% -*- mode: noweb; noweb-default-code-mode: R-mode; -*-
%\VignetteIndexEntry{iCheck}
%\VignetteKeywords{Illumina, expression, QC}
%\VignetteDepends{iCheck, Biobase, vsn, gplots, preprocessCore, lumi, affy, MASS, scatterplot3d, GeneSelectMMD, randomForest, rgl}
%\VignettePackage{iCheck}
\documentclass[a4paper]{article}
\usepackage{amsmath,pstricks}
\usepackage{hyperref}
\usepackage[authoryear,round]{natbib}
\newcommand{\Rfunction}[1]{{\texttt{#1}}}
\newcommand{\Robject}[1]{{\texttt{#1}}}
\newcommand{\Rpackage}[1]{{\textit{#1}}}
\newcommand{\Rclass}[1]{{\textit{#1}}}
\newcommand{\Rmethod}[1]{{\textit{#1}}}
\SweaveOpts{keep.source=TRUE}
\author{Weiliang Qiu$^\ddagger$\footnote{stwxq (at) channing.harvard.edu},
Brandon Guo$^\ddagger$\footnote{brandowonder (at) gmail.com},
Christopher Anderson$^\ddagger$\footnote{christopheranderson84 (a) gmail.com},
Barbara Klanderman$^\ddagger$\footnote{BKLANDERMAN (at) partners.org},\cr
Vincent Carey$^\ddagger$\footnote{stvjc (at) channing.harvard.edu},
Benjamin Raby$^\ddagger$\footnote{rebar (at) channing.harvard.edu}}
\begin{document}
\SweaveOpts{concordance=TRUE}
\setkeys{Gin}{width=1\textwidth}
\title{iCheck: A package checking data quality of Illumina expression data}
\maketitle
\begin{center}$^\ddagger$Channing Division of Network Medicine \\ Brigham and Women's Hospital / Harvard Medical School \\ 181 Longwood Avenue, Boston, MA, 02115, USA
\end{center}
\tableofcontents
%%%%%%%%%%%%%%%%%%%%%%%%%%%%%%%%%%%%%%%%%%%%%%
%%%%%%%%%%%%%%%%%%%%%%%%%%%%%%%%%%%%%%%%%%%%%%%%%
\section{Overview of iCheck}
The \texttt{iCheck} package provides QC pipeline and data analysis tools
for high-dimensional Illumina mRNA expression data.

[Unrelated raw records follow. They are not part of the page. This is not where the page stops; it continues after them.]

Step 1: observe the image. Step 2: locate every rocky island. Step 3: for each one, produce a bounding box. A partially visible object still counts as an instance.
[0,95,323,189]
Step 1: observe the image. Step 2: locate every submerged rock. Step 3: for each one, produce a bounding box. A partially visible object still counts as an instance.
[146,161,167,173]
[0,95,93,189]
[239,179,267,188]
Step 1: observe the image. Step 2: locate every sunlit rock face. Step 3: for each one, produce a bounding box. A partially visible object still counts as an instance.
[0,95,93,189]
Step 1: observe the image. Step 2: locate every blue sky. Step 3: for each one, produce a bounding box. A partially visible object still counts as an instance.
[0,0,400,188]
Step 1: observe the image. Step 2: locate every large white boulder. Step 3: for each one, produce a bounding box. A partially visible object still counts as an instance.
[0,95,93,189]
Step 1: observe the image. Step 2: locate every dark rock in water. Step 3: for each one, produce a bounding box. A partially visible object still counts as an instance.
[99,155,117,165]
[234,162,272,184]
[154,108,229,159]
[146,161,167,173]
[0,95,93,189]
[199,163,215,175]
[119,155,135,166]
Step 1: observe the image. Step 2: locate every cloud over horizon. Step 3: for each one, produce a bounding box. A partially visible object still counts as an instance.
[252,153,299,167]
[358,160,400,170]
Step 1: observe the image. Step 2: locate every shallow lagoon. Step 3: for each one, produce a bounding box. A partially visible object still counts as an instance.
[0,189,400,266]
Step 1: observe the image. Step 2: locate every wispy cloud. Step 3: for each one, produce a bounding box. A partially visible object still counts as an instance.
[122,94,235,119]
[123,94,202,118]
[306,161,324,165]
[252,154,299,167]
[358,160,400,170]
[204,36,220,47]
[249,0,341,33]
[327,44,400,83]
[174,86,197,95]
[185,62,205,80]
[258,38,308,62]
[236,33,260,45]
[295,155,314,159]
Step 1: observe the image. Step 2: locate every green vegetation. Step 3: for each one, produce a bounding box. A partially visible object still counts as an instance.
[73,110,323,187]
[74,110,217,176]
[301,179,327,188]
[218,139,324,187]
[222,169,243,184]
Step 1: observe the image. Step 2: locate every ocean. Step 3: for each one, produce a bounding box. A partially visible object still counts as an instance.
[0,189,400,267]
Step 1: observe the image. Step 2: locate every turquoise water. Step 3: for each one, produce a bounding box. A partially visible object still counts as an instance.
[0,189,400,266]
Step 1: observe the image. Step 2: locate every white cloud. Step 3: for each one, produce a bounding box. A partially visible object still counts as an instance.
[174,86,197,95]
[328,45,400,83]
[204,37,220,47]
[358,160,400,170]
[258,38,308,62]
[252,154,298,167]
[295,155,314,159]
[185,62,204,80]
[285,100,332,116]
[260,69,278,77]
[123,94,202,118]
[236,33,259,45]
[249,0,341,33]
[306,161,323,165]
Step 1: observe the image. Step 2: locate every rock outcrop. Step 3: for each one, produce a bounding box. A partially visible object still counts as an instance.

It provides several visualization tools to help identify gene probes with outlying expression
levels, arrays with low quality, batches caused technical factors, batches caused
by biological factors, and gender mis-match checking, etc.
%%%%%%%%%%%%%%%%%%%%%%%%%%%%%%%%%%%%%%%%%%%%%%%%%
We first generate a simulated data set to illustrate the usage of iCheck functions.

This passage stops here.